I have to confess that when I saw then Illinois Senator Barack Obama snub the 2008 State of the Black Union program hosted by Tavis Smiley and Tom Joyner, I saw it as a bad omen for the black community. However, the fact that Michael Steele, the black Republican and former Lieutenant Governor of Maryland, took the time to make an appearance was an even worse sign of things to come.
Mr. Obama couldn’t appear to be too connected to the black community because as a national collective we have an overwhelmingly strong need to see any positive affiliation from a black politician with the black community as being too black to be good for everyone. Mr. Obama has to keep his distance. And people justify this behavior by saying Mr. Obama wasn’t going to be the president of black America, but the president of all of America. However, Mr. Obama’s various appearances in front of more generic and therefore more predominantly white organizations were never dismissed as him trying to be the president of white America. The contrast is pretty stark.
But the Republican Mr. Steele wasn’t under any such constraint. Mr. Steele could do whatever he thought appropriate to sell the idea of the Republican Party to the predominantly black audience. I have to admit that from what I can remember of the program, Mr. Steele’s appearance on the show was smooth. He was somewhat conciliatory over the fact that the Bush administration never bothered to make much of an effort to mend its relationship with the black community.
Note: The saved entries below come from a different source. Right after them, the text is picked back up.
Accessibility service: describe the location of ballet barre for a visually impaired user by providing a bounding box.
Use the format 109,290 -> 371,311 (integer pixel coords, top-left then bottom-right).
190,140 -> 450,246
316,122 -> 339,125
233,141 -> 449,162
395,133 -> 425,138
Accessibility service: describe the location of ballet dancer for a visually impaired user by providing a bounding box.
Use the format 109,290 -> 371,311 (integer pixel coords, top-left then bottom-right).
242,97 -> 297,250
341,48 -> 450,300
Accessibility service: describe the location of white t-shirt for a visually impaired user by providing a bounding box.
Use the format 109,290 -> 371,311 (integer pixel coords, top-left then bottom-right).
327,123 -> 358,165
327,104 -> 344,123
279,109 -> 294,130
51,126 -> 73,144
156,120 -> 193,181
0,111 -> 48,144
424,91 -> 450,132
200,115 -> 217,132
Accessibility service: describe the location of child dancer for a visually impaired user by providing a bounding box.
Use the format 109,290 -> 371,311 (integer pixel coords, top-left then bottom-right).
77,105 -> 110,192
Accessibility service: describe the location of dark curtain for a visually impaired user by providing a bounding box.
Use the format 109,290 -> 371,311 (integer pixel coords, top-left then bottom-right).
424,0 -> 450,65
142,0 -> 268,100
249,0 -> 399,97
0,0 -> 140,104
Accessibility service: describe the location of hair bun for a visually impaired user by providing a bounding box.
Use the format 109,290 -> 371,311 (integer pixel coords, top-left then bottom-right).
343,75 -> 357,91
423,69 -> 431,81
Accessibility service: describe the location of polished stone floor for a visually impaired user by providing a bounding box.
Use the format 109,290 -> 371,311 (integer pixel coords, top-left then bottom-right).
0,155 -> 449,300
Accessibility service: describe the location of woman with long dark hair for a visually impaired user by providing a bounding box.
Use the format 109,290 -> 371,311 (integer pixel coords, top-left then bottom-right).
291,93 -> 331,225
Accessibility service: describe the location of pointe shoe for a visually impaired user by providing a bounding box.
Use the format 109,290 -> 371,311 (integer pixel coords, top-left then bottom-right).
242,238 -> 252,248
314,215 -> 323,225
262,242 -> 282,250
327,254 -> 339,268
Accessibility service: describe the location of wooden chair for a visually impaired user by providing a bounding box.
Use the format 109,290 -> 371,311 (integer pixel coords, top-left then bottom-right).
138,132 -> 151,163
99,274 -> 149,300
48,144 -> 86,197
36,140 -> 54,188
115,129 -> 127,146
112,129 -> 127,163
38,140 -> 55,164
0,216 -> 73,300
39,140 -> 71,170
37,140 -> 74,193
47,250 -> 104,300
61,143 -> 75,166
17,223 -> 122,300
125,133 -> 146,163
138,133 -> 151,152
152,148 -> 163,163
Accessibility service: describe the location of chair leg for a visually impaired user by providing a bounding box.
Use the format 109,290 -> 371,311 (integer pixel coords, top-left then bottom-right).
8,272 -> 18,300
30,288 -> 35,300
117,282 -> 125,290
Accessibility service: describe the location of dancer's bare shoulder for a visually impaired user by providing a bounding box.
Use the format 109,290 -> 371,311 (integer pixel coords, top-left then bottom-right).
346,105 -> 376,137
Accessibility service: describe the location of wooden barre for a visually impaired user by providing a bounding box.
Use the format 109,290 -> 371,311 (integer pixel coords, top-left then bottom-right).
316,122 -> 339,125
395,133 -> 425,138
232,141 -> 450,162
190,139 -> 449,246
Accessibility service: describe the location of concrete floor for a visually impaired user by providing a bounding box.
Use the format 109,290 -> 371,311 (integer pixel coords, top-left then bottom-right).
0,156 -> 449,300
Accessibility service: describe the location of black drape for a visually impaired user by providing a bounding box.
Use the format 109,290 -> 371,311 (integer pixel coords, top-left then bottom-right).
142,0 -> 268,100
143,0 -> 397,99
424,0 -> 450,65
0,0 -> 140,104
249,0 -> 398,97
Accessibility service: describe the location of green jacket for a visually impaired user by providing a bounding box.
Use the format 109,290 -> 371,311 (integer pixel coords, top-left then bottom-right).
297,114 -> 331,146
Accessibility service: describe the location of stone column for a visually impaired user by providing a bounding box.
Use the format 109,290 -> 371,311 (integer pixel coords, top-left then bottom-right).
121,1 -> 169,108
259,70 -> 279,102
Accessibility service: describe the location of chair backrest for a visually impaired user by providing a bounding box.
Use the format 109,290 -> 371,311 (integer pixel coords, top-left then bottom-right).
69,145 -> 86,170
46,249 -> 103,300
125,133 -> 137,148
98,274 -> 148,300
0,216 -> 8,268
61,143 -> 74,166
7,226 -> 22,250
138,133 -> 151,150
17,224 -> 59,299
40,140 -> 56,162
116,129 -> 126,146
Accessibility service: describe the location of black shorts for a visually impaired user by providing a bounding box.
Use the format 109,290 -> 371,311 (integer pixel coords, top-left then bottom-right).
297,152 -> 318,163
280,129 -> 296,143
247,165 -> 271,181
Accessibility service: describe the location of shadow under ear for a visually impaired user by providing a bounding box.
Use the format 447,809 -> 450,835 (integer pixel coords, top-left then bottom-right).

But regardless, Mr. Steele made a point to say that the black community needs to stay vigilant with any and all levels of government from the local to the national. It was a pretty good performance for Mr. Steele who downplayed his affiliation with conservatives.
At the time, one black politician was working to distance himself from the black community. The black vote was in the bag so his focus was to appeal to others. The other black politician was working to minimize his affiliation with the others. Black people don’t vote his party’s affiliation so he had to spend his focus appealing to black people.
From there, Mr. Obama went on to become the nominee for president from the Democratic National Committee. Mr. Steele went on to stand in front of the Republican National Committee, working the virtually all white crowd with frenzied refrains of drill baby drill. Gone was the rather agreeable Mr. Steele at the State of the Black Union. Hello Mr. Steele the passionate representative of politically conservative ideologies. No black people in the house? That’s okay because at the end of this Republican politician’s day all that matters is drill baby drill. The conditions of the black community didn’t even register for they’re not really all that important. All the Republican Party wanted was to siphon off a greater percentage of black votes in order to win more political offices.
From there, Mr. Obama went even further and became the first black president of the United States. His popularity rivals the best of any brand new president. People are putting a lot of faith into his administration after dealing with the disappointments of his predecessor for so many years. People may not believe in their federal government, but at least they are willing to give Mr. Obama the benefit of a doubt at the moment. Mr. Obama enjoys so much of the public’s goodwill that a lot of people have become rather sensitive to some of the tactics people play on people of color. Which leads to somewhat of a dilemma, what would be the best way to take down a popular black president?
Mr. Steele went further as well. He is now the leading figurehead of the Republican Party, an organization that is for the most part void of black participants. Another contender for this title fell by the wayside after his rather juvenile attempts at humor at the expense of racial sensitivity went over so well. People should note that distributing CDs with such hits as Barack the Magic Negro does little to create a sense of racial inclusion. And another contender for the title decided enough was enough and the time had finally come to cancel his membership at his exclusively white country club after enjoying years of rubbing elbows in an environment that mimicked a Republican Party convention. The odds for Mr. Steele’s selection got better with each passing day.
But nevertheless, it is no mere coincidence that an organization so empty of black people selects a black man as their front man when the main opponent in their struggle for political aspirations is a wildly popular black president. When there’s a raging fire you fight fire with fire. When there’s a popular black president you fight black with black. Don’t want to take a chance of appearing too racist talking about Mr. Obama’s weaknesses? Get a black man to do your dirty work for you.
It is unfortunate that Mr. Steele cannot, or will not, see how he is being played. All too often people are much too willing to let themselves be used if they can achieve some personal benefit in the process. Mr. Steele could’ve used his new position to talk about how the Republicans will reach out to the black community like he did when he gave his two cents at the State of the Black Union.
Instead, he will use his position to attack a fellow black politician. He applauds the bloc mentality of his Republican compatriots in the House of Representatives to deny the stimulus package Mr. Obama seeks to put America back on the economic tracks. Mr. Steele speaks with the same selfish tone of Rush Limbaugh who said he hoped Mr. Obama fails in his attempts to turn the country around. Better to wish people continue to suffer so someone can gloat rather than run the risk of having a political opponent offer lasting economic solutions.
True, Mr. Steele is probably just very passionate about his conservative principles. He’s so coo-coo for conservatism that he’s willing to take up the mantle to attack the first black president. Just imagine what Mr. Steele might be capable of if he was just half as passionate about the black community. Chances are he wouldn’t have to convince anybody at the State of the Black Union of his black community affiliation. It would be on his sleeve, kind of like his conservative principles.